Located in New Haven, Connecticut, Yale University has 12 professional schools (including a top-notch law program that consistently ranks in the top three nationally, per the American Bar Association), an undergraduate program, and the Yale Graduate School of Arts and Sciences. Yale’s undergraduate admission is one of the most selective in the country, with last year’s acceptance rate hovering at 6.3 percent.

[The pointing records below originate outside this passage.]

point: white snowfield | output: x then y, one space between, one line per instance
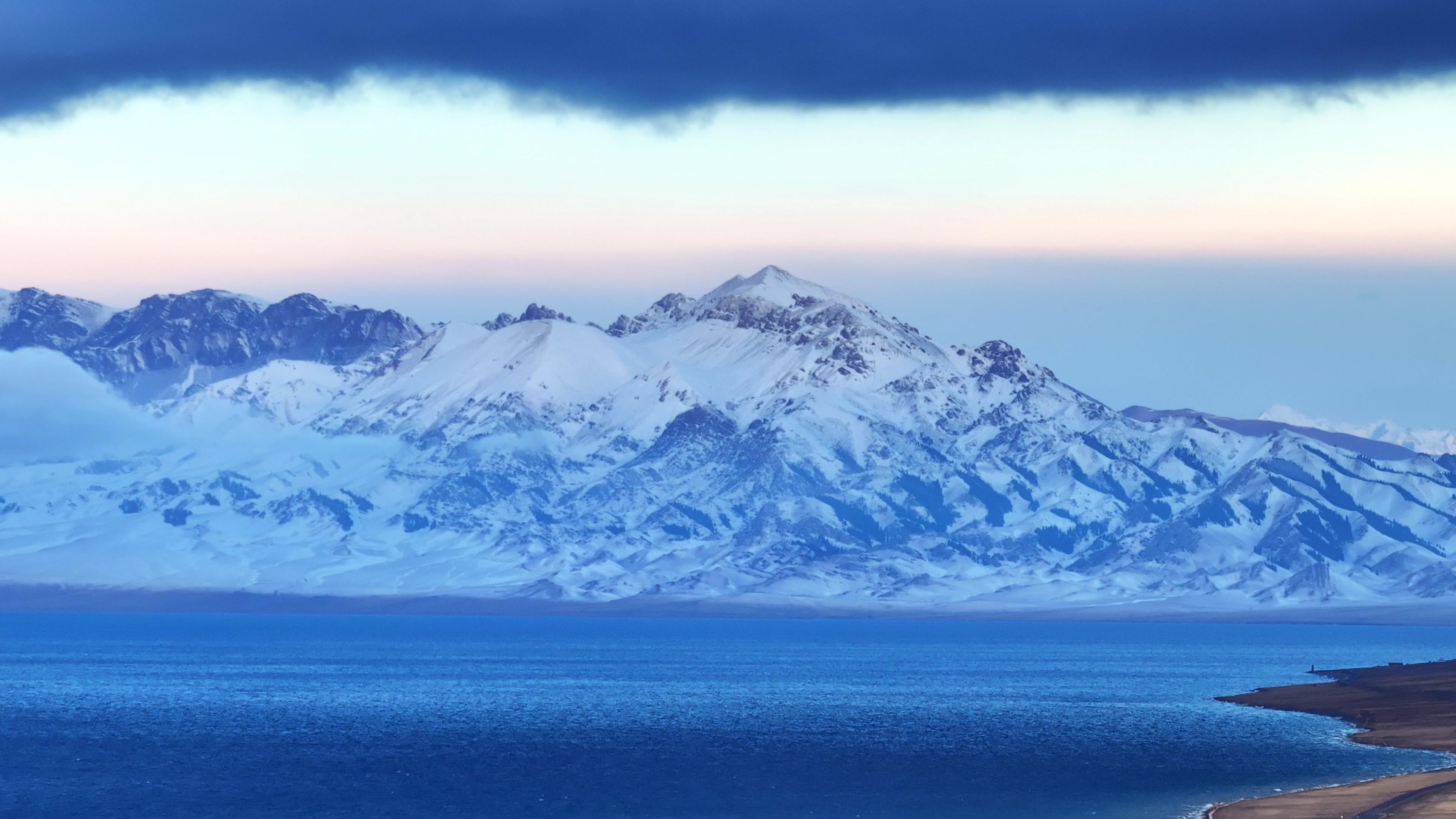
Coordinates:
772 444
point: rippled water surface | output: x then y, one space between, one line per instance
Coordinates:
238 716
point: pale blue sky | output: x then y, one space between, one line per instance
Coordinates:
1225 254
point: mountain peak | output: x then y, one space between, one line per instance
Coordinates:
777 286
530 314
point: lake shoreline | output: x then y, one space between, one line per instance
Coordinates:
1394 706
75 598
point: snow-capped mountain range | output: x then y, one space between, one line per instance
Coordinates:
1430 442
771 442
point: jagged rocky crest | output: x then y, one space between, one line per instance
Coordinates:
772 441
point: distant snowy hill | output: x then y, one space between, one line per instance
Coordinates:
772 442
1430 442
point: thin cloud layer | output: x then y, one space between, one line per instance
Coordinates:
52 410
644 57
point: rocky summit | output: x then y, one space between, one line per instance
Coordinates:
771 444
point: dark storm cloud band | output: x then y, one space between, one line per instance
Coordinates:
654 56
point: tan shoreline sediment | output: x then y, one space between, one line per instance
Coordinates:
1397 706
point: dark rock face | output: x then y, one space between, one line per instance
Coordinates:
306 328
672 308
162 333
204 334
530 314
37 318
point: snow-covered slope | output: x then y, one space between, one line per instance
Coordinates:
772 441
1430 442
36 318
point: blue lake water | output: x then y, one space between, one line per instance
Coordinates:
273 716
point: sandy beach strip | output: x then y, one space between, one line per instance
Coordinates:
1398 706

St. John’s College (established 1696)
Formerly known as King William’s School, St. John’s College received a charter under its present name in 1784. In 1964, the Annapolis, Maryland–based school opened another campus in Santa Fe, New Mexico, as a response to the high numbers of qualified applicants. The college only offers one bachelor’s degree in liberal arts, and one master’s program available at the Annapolis campus in liberal arts as well. For those seeking the other master’s program, Master of Arts in Eastern Classics, they’ll have to attend the Santa Fe campus. Perhaps the most unique thing about the college is the absence of grades—while grades are given on a regular scale, the only time you’ll see them is if you ask directly. There will also be no use of modern textbooks or lectures, as St. John’s College only believes in using a series of manuals for higher learning.
The College of William and Mary (established 1693)
This public research university in Williamsburg, Virginia, was founded in 1693 by King William III and Queen Mary II under a royal charter. During the first century of its existence, the College of William and Mary was a meeting place for lawyers and those interested in the law profession. Now, the school offers four professional programs—law, business, education, and marine science. Among many other notable figures, the university has taught the likes of George Washington, Jon Stewart, and James Comey.
Harvard University (established 1636)
Founded by clergyman John Harvard in 1636, Harvard University is the oldest institution of higher learning in the United States, and because of its influence and wealth, one of the most prestigious as well. Harvard University is located in Cambridge, Massachusetts, and is one of the foremost research universities in the country, housing the immense Harvard Library, which is the largest academic library in the world with 79 individual libraries holding over 18 million volumes. Unsurprisingly, the university is the alma mater to many notable figures, including Theodore Roosevelt, John F. Kennedy, Jill Abramson, Bill Gates, Natalie Portman, Mark Zuckerberg, and Barack Obama.